Comprei há dias, indiferente ao que por aí se vai dizendo contra António Lobo Antunes, “Até que as Pedras se Tornem mais Leves que a Água”. E se há livros que têm o dom ou a arte de agarrar o leitor logo de início, ao saborear as primeiras palavras, este é um deles. Ora vejam:
“A minha mãe era prima direita deles, quer dizer prima direita do pai, não do filho preto que nunca foi seu filho embora o tratasse como filho e o preto o tratasse como pai, o primo da minha mãe trouxe-o da guerra em Angola (…) e lembro-me do meu padrasto me responder, quando lhe perguntei o motivo do primo haver regressado com uma criança se calhar mais feliz lá nos sertões onde a encontrou, que quase todos os soldados voltavam com recordações, uma máscara, um boneco de pau, uma orelha numa garrafa de álcool, um garoto, um braço a menos, silêncios a meio das conversas em que se afastavam para muito longe continuando ali e no longe dava-me ideia que quase se ouviam tiros e gritos (…) alguns acabaram no poço ou enforcados na trave do galinheiro a baloiçarem devagarinho (…) sou eu que tomo conta do jazigo do primo da minha mãe (…) e lá estão ambos, o pai branco e o filho preto (…) conforme ninguém se lembra já do que sucedeu há dez anos na altura da matança do porco, quando o filho preto assassinou o pai branco com a faca ainda cheia de sangue do animal, não outra faca, a mesma faca e a mesma faca pareceu-me para ele outra faca muito antiga, ia jurar que na sua cabeça outra faca muito antiga, o filho preto a gritar ao pai branco
– Lembra-se do que fez lembra-se do que fez?”
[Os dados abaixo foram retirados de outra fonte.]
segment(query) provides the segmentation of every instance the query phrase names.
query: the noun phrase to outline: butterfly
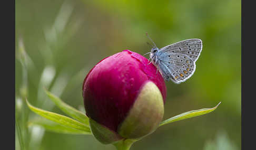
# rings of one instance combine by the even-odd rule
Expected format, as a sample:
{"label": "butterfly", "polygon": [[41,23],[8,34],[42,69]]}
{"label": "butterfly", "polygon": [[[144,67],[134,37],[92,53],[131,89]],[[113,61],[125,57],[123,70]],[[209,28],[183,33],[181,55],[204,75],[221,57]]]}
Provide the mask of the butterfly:
{"label": "butterfly", "polygon": [[154,44],[151,51],[145,54],[150,53],[149,60],[152,60],[149,64],[153,63],[156,72],[159,70],[165,81],[179,84],[193,75],[203,47],[201,39],[186,39],[159,49],[147,33],[146,35]]}

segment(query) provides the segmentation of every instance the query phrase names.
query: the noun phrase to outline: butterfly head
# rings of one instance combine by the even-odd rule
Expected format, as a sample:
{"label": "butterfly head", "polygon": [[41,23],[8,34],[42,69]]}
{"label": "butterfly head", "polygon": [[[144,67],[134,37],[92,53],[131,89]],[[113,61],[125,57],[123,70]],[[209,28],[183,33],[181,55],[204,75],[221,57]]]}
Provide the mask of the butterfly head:
{"label": "butterfly head", "polygon": [[154,47],[151,49],[151,53],[154,53],[156,52],[157,52],[159,50],[159,49],[156,47]]}

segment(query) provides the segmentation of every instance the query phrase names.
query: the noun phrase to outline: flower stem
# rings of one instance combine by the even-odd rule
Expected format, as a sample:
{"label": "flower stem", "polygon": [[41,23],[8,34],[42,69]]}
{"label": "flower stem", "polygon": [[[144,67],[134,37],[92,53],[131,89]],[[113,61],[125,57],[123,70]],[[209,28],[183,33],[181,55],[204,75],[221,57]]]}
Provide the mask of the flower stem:
{"label": "flower stem", "polygon": [[137,141],[134,139],[125,139],[113,143],[117,150],[129,150],[132,144]]}

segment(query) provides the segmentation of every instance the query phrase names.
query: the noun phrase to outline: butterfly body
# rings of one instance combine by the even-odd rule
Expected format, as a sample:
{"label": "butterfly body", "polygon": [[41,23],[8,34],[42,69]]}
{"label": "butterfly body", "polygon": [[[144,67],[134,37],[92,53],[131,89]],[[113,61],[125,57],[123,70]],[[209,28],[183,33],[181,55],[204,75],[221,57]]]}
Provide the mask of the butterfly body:
{"label": "butterfly body", "polygon": [[160,49],[155,44],[150,53],[150,59],[165,81],[172,80],[179,84],[194,73],[195,61],[202,48],[202,40],[199,39],[183,40]]}

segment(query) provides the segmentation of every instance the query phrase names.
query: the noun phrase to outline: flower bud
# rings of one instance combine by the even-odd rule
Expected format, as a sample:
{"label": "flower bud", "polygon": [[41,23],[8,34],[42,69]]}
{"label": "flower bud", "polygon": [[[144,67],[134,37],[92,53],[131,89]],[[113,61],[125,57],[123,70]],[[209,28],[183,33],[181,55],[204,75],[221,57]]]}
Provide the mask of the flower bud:
{"label": "flower bud", "polygon": [[141,138],[155,130],[164,114],[166,87],[152,63],[126,50],[91,70],[84,81],[83,96],[93,134],[109,144]]}

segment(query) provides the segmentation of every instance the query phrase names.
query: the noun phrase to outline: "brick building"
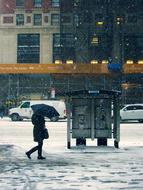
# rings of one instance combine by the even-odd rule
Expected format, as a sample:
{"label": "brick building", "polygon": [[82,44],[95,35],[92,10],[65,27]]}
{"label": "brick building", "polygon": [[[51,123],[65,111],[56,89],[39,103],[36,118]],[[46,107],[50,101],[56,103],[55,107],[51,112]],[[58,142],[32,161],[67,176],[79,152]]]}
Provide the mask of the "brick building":
{"label": "brick building", "polygon": [[0,1],[0,63],[52,63],[59,0]]}

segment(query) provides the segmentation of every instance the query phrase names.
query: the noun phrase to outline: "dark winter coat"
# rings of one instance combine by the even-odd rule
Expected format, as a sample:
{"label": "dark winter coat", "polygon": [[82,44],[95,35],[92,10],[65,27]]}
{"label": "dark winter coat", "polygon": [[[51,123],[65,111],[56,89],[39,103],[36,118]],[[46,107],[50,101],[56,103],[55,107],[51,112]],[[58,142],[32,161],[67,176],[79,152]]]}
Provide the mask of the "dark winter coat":
{"label": "dark winter coat", "polygon": [[41,142],[44,140],[43,131],[45,128],[45,119],[42,115],[33,114],[32,116],[33,138],[35,142]]}

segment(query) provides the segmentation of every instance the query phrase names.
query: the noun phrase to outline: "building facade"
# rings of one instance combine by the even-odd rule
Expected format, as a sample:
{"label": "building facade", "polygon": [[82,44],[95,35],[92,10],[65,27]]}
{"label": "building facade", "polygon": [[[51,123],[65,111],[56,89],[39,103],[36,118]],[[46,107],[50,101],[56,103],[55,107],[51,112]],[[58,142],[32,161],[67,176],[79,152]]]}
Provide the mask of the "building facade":
{"label": "building facade", "polygon": [[61,0],[63,59],[143,60],[142,9],[142,0]]}
{"label": "building facade", "polygon": [[0,1],[0,63],[52,63],[59,0]]}

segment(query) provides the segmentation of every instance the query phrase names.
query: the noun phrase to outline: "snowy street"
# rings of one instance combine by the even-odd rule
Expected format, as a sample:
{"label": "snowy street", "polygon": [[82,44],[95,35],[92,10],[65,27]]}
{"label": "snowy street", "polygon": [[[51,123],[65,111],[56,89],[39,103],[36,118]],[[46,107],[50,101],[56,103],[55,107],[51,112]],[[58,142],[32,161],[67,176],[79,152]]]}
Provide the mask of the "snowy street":
{"label": "snowy street", "polygon": [[0,120],[1,190],[142,190],[143,124],[122,123],[120,148],[66,148],[66,121],[46,122],[50,138],[44,141],[43,156],[28,160],[25,152],[35,146],[30,121]]}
Certamente por também ter participado na guerra, em Moçambique, o trecho marcante desta prosa do mais fino quilate foi este: “quase todos os soldados voltavam com recordações, uma máscara, um boneco de pau, uma orelha numa garrafa de álcool, um garoto, um braço a menos”. Li isto e carreguei de imediato nos pedais da memória, recuei à primeira metade dos anos setenta, em busca de remotíssimas lembranças. Depois serenei e qualquer coisa cintilou dentro de mim, ao sentir-me reconfortado por ter trazido de Moçambique não um braço a menos, não um ignóbil troféu de caça conservado numa garrafa de álcool (havia quem se pavoneasse, nos anfiteatros de guerra, com um colar de orelhas ao pescoço…) mas apenas inofensivas máscaras e bonecos talhados em pau preto, comprados no mercado dominical de Nampula.
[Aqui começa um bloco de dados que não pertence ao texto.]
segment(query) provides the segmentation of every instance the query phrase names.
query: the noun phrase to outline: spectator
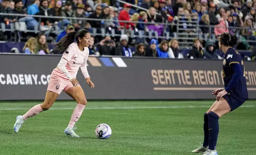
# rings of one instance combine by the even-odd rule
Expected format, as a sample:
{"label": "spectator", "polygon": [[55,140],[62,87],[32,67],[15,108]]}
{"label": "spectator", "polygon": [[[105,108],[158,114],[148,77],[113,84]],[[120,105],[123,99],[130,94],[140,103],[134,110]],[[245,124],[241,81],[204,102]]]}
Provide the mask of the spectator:
{"label": "spectator", "polygon": [[[89,18],[93,18],[95,19],[99,19],[100,15],[102,12],[102,8],[100,5],[96,6],[96,9],[94,12],[91,13],[89,16]],[[91,24],[92,27],[99,28],[99,25],[101,25],[101,21],[91,21],[89,20],[89,22]]]}
{"label": "spectator", "polygon": [[146,48],[146,57],[158,57],[157,46],[158,42],[155,39],[152,39],[150,41],[149,46]]}
{"label": "spectator", "polygon": [[208,45],[206,49],[204,51],[204,55],[206,59],[221,59],[221,57],[216,53],[213,44],[210,44]]}
{"label": "spectator", "polygon": [[220,8],[219,9],[219,13],[216,15],[216,17],[217,18],[218,20],[219,21],[224,15],[225,13],[225,9],[223,8]]}
{"label": "spectator", "polygon": [[191,5],[190,3],[187,3],[184,6],[183,6],[183,10],[188,10],[189,11],[189,13],[191,14],[192,14],[192,9],[191,9]]}
{"label": "spectator", "polygon": [[208,7],[207,6],[202,6],[201,13],[202,13],[202,15],[204,15],[205,13],[207,13],[207,8],[208,8]]}
{"label": "spectator", "polygon": [[15,3],[14,3],[14,1],[11,1],[9,7],[10,7],[12,10],[13,10],[15,8]]}
{"label": "spectator", "polygon": [[134,55],[134,57],[144,57],[146,55],[145,45],[143,43],[139,43],[136,47],[136,53]]}
{"label": "spectator", "polygon": [[169,15],[173,17],[175,16],[173,9],[172,7],[171,0],[167,0],[165,6],[162,9],[162,10],[165,12],[167,16]]}
{"label": "spectator", "polygon": [[[141,22],[147,22],[147,14],[146,12],[142,11],[140,12],[138,21]],[[138,30],[145,30],[145,25],[144,24],[138,23],[136,25],[136,27]]]}
{"label": "spectator", "polygon": [[[118,20],[120,21],[130,21],[130,16],[129,16],[129,11],[131,8],[131,6],[130,4],[126,4],[124,6],[124,9],[120,12],[119,15],[118,17]],[[126,28],[129,29],[129,26],[130,25],[132,28],[133,28],[134,27],[134,25],[132,23],[119,22],[120,27],[122,28],[125,28],[126,25]]]}
{"label": "spectator", "polygon": [[146,9],[149,9],[150,8],[151,4],[150,0],[144,0],[144,2],[142,3],[140,6]]}
{"label": "spectator", "polygon": [[156,14],[155,8],[151,7],[147,13],[147,21],[149,22],[153,23],[163,22],[163,18],[161,16]]}
{"label": "spectator", "polygon": [[159,58],[175,58],[173,53],[171,52],[171,49],[169,49],[167,41],[164,40],[161,42],[157,48],[157,55]]}
{"label": "spectator", "polygon": [[[76,18],[86,18],[84,14],[84,5],[78,4],[76,11],[73,13],[73,17]],[[80,19],[71,19],[70,24],[74,26],[75,31],[77,31],[80,29],[83,29],[84,27],[86,21],[85,20]],[[99,26],[99,25],[97,27]]]}
{"label": "spectator", "polygon": [[91,42],[90,42],[90,45],[88,47],[89,49],[89,55],[95,55],[97,56],[99,56],[100,54],[98,50],[98,49],[95,45],[95,42],[94,42],[94,37],[91,36]]}
{"label": "spectator", "polygon": [[244,20],[246,21],[248,19],[252,19],[254,21],[256,19],[256,14],[255,14],[255,9],[252,8],[250,11],[250,13],[247,14],[247,15],[244,17]]}
{"label": "spectator", "polygon": [[119,45],[116,48],[116,55],[122,55],[127,57],[132,57],[132,53],[128,45],[128,36],[127,34],[122,34],[120,38]]}
{"label": "spectator", "polygon": [[36,40],[35,38],[30,38],[23,47],[23,53],[25,54],[31,54],[35,53]]}
{"label": "spectator", "polygon": [[64,5],[64,9],[62,9],[62,17],[71,17],[73,16],[73,10],[72,10],[72,2],[68,1]]}
{"label": "spectator", "polygon": [[178,49],[178,41],[176,39],[171,40],[169,43],[169,50],[171,53],[173,53],[174,57],[175,58],[183,59],[184,58],[182,53],[180,53]]}
{"label": "spectator", "polygon": [[[43,0],[41,1],[40,6],[39,8],[39,12],[35,14],[36,15],[40,15],[42,16],[45,16],[45,18],[41,18],[41,22],[43,25],[45,25],[45,27],[46,30],[51,27],[49,20],[46,18],[46,17],[48,15],[48,1],[47,0]],[[35,18],[39,22],[39,18]],[[48,26],[48,27],[47,27]]]}
{"label": "spectator", "polygon": [[109,36],[106,36],[95,46],[101,55],[114,55],[114,48],[116,47],[116,44]]}
{"label": "spectator", "polygon": [[241,35],[246,39],[249,40],[254,40],[253,42],[249,42],[250,45],[255,46],[256,43],[256,37],[255,36],[255,34],[253,33],[252,30],[254,28],[253,25],[252,19],[248,19],[244,21],[243,28],[241,31]]}
{"label": "spectator", "polygon": [[[21,14],[26,15],[26,12],[22,9],[23,4],[22,0],[17,0],[15,1],[15,9],[13,11],[14,13]],[[33,30],[35,26],[38,26],[38,22],[32,17],[18,17],[19,22],[25,22],[28,29]]]}
{"label": "spectator", "polygon": [[203,33],[209,34],[210,33],[210,19],[209,15],[205,14],[202,17],[201,21],[199,22],[200,28]]}
{"label": "spectator", "polygon": [[191,59],[194,58],[204,58],[204,52],[201,42],[198,38],[194,40],[194,46],[188,54],[188,57]]}
{"label": "spectator", "polygon": [[56,42],[58,42],[64,36],[66,36],[68,33],[72,32],[75,31],[75,28],[73,25],[68,25],[67,26],[66,30],[64,30],[60,33],[58,36],[56,40]]}
{"label": "spectator", "polygon": [[35,50],[35,53],[39,55],[48,54],[50,52],[48,45],[46,42],[46,37],[44,34],[41,34],[37,38]]}
{"label": "spectator", "polygon": [[194,7],[194,9],[192,10],[192,12],[196,12],[198,15],[198,18],[199,18],[199,20],[201,20],[201,16],[202,16],[202,13],[201,12],[201,10],[202,9],[202,6],[201,4],[197,4]]}
{"label": "spectator", "polygon": [[216,36],[219,36],[223,33],[229,32],[227,18],[227,13],[225,13],[223,17],[219,20],[219,24],[215,26],[214,33]]}
{"label": "spectator", "polygon": [[[110,9],[108,6],[105,6],[103,9],[101,14],[100,15],[99,18],[101,19],[109,20],[110,19]],[[103,25],[105,28],[107,28],[111,26],[111,22],[110,21],[102,21],[101,23]]]}
{"label": "spectator", "polygon": [[174,13],[174,15],[175,16],[178,15],[178,10],[179,8],[182,8],[183,5],[181,3],[181,1],[182,0],[176,0],[176,3],[174,4],[173,6],[173,12]]}
{"label": "spectator", "polygon": [[246,2],[246,6],[244,6],[242,9],[242,13],[243,15],[242,19],[244,19],[244,17],[250,12],[252,6],[252,2],[251,0],[247,0]]}
{"label": "spectator", "polygon": [[39,6],[40,5],[40,1],[39,0],[35,0],[34,3],[29,6],[27,9],[28,15],[34,15],[39,12]]}
{"label": "spectator", "polygon": [[209,8],[208,15],[210,19],[210,25],[215,25],[219,23],[219,20],[215,15],[215,6],[211,4]]}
Escreveu há dias Ana Cristina Leonardo que esta prosa de Lobo Antunes é “mais do que o muito que se alcança em tantos ensaios e panfletos sobre a guerra. A literatura tem essa vantagem: a de poder ir ao osso, sem rodeios conceptuais, sem escusas apaziguadoras”. Apetece acrescentar a estas palavras – apesar de sabermos que a literatura não salva o mundo, embora talvez possa ajudar a mudá-lo – a feliz metáfora de Kafka acerca do papel da escrita, que Lobo Antunes tão bem lapida neste seu último romance: “um machado que tem por função quebrar o gelo que há em nós”.
A escrita de António Lobo Antunes pode não nos dar paz, nem garantir conforto ou mesmo boa consciência, mas talvez seja por isso que ela e ele vão permanecer. Nesta obra, volta a mergulhar com mestria nas memórias e fantasmas da guerra colonial. Regressa a um tempo em que se ama e que é o mesmo em que se morre. Uma guerra que um dia Paul Valéry definiu ironicamente como “um massacre entre pessoas que não se conhecem, para proveito de pessoas que se conhecem, mas não se massacram”.
Uma guerra, a de África, que é ferida aberta e que às vezes ainda sangra e dói nos corações alvoroçados dos que por lá passaram, porque há verdades que se agarram, como lapas, aos trilhos sinuosos da memória. Apesar de todos os silêncios que se interpõem entre a geração que fez a guerra e a geração que nasceu depois dela. Uma geração que pouco ou nada sabe de gente com colares de orelhas a adornar o pescoço, de orelhas em garrafas de álcool, de soldadinhos que regressaram sem pernas ou sem braços, ou de outros que nunca mais voltaram do outro lado do mar.